FRAVASHI
. Nome iranico che nella tradizione mazdea designa una nozione molto complessa. È uno dei cinque elementi del composto umano (ahū "vitalità", daēnā "persona", baodhah "percezione". urvan "anima", fravashi: Yaèt, 13, 155) che preesiste all'uomo, si unisce all'anima dopo la morte e ne assicura l'immortalità. Le Fravashi sono descritte nell'Avesta recente (Yaèt, 13; v. avesta, p. 630 seg.), quali esseri preesistenti anche alla creazione del mondo, del cielo (vers. 2), della terra (9-10), degli uomini (11, 15), delle piante (14), dell'acqua (4 segg., 14). Favoriscono la concezione, custodiscono il seme nel seno materno, facilitano le nascite. Hanno un culto speciale; vengono invocate la sera o durante la prima parte della notte col loro nome (50), i devoti ne ricordano le relazioni di famiglia o di tribù, l'aiuto concesso ai parenti nella lotta e nelle guerre (67); ai consanguinei impetrano acqua e pioggia e ne custodiscono i campi. Nel culto erano assegnati alle Fravashi i cinque ultimi giorni dell'anno mazdeo.
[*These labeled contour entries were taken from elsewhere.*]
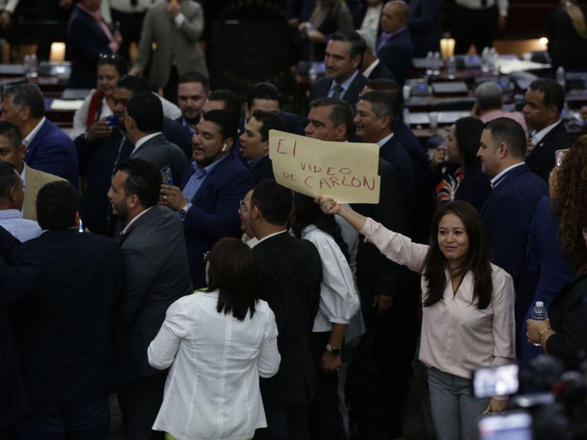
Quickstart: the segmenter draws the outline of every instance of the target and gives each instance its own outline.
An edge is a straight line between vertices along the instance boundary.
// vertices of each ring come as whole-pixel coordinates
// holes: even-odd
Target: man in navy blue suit
[[[20,438],[105,438],[114,311],[124,280],[114,240],[79,233],[77,195],[68,182],[37,197],[45,232],[26,242],[42,269],[37,292],[14,310],[17,347],[32,404]]]
[[[26,147],[25,162],[31,168],[69,180],[77,188],[77,154],[69,137],[45,117],[45,99],[39,87],[17,84],[2,96],[0,119],[18,126]]]
[[[538,201],[548,194],[546,182],[524,163],[525,151],[524,128],[502,117],[485,125],[477,153],[493,188],[480,214],[490,236],[492,262],[514,279],[517,335],[534,293],[527,270],[530,222]]]
[[[251,172],[232,153],[237,120],[225,110],[203,115],[193,140],[193,161],[179,187],[161,185],[160,203],[183,222],[192,283],[205,286],[204,252],[223,237],[239,237],[240,201],[255,185]]]
[[[381,62],[395,75],[403,85],[410,69],[414,48],[407,29],[410,11],[403,0],[392,0],[381,12],[383,31],[377,40],[377,55]]]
Nella nozione di fravashi si trovano dunque elementi di varia origine: essa ha somiglianze con la dottrina delle daēnā delle Gāthā, parte costitutiva spirituale, che rende l'uomo capace di libera elezione; ma ne differisce perché fravashi si attribuisce solo all'uomo buono, mentre daēnā è proprietà che spetta a ogni uomo. Nella nozione di fravashi inoltre si trova l'idea che ogni uomo ha una replica spirituale, che ha con esso relazione, sebbene non ne sia dipendente, analogamente al ko‛ degli Egiziani e in parte al Genio dei Romani; il culto infine sembra vedere nelle fravashi anime di trapassati. Così, circa l'origine di tale nozione, benché taluno (Lommel) creda che essa rappresenti una specificazione della dottrina sulla daēnā, è più probabile la teoria che cerca nella concezione dei trapassati presso i primitivi l'origine della dottrina delle fravashi, poi arricchita di alcuni elementi di quella della daēnā.
Bibl.: N. Soderblöm, Les Fravashis, Parigi 1899; J. H. Moulton, Early Zoroastrianism, Londra 1926, pp. 254-285; H. Lommel, Die Religion Zarathustras, Tubinga 1930, pp. 150-156.